‘Extreme Evaporation’: Mystery Behind Planet’s Extraordinarily Powerful Stellar Flare Solved

A team of scientists believes they have solved the puzzle behind an extraordinarily powerful stellar flare. They propose that a massive young planet is experiencing “extreme evaporation” as it burns up in a superheated environment of swirling raw material around it.

Led by astronomers at the University of Leicester and funded by the UK Science and Technology Facilities Council (STFC), the researchers believe that a planet about ten times larger than Jupiter is being torn apart near a growing star. This inferno flings material off the planet and onto the star, causing the mind-boggling flare. Statistical analysis suggests that similar planet elimination events could occur in up to a dozen developing solar systems.

The team focused their investigation on the protostar FU Ori, situated 1,200 light years away from our solar system.
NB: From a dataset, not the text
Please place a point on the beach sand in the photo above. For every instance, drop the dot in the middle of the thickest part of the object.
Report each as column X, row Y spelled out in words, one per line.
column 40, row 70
This star experienced a significant increase in brightness 85 years ago, which has not subsided as expected. Astronomers initially attributed the surge in luminosity to more material falling onto the protostar from a protoplanetary disc—a cloud of gas and dust. However, the details remained mysterious.

“Previous observations provided tantalizing hints of a young massive planet orbiting this star very close,” says lead author Professor Sergei Nayakshin in a statement. “Several ideas were put forward on how the planet may have encouraged such a flare, but the details did not work out. We discovered a new process which you might call a ‘disc inferno’ of young planets.”

A simulation of the early stages of the process.
A simulation of the early stages of the process. A hot jupiter planet is pushed to its star too close and starts to evaporate, shedding its outer layers into the surrounding disc. The extra material makes the disc much hotter than before the burst. When the planet loses most of its mass, it is completely destroyed via the spagettification process well known from disruption of stars by supermassive blackholes. Planet demise ends the outburst. (Credit: Sergei Nayakshin/Vardan Elbakyan, University of Leicester)

To shed light on this phenomenon, the Leicester team created a simulation for FU Ori. They modeled a gas giant planet that formed far out in the disc due to gravitational instability, resulting in massive clumps larger than Jupiter but less dense. The simulation reveals the rapid inward migration of this planetary seed toward its host star, drawn by the star’s gravitational pull. As it approaches a distance equivalent to one-tenth of that between Earth and the Sun, the intense heat of the surrounding material ignites the outer layers of the planet’s atmosphere. The planet then becomes a significant source of fresh material, fueling the star and causing it to grow brighter.

“This was the first star observed to undergo this kind of flare. We now have several dozen examples of such flares from other young stars forming in our region of the Galaxy,” notes study co-author Dr. Vardan Elbakyan.

A simulation of the later stages of the process.
A simulation of the later stages of the process. (Credit: Sergei Nayakshin/Vardan Elbakyan, University of Leicester)

“These nurseries are not quiet places that early solar system researchers imagined them to be; they are instead tremendously violent and chaotic places where many—young planets get burned and literally eaten by their stars,” Nayakshin adds.

The team believes it is crucial to determine whether this scenario applies to other flaring stars as well.

The study is published in the Monthly Notices of the Royal Astronomical Society.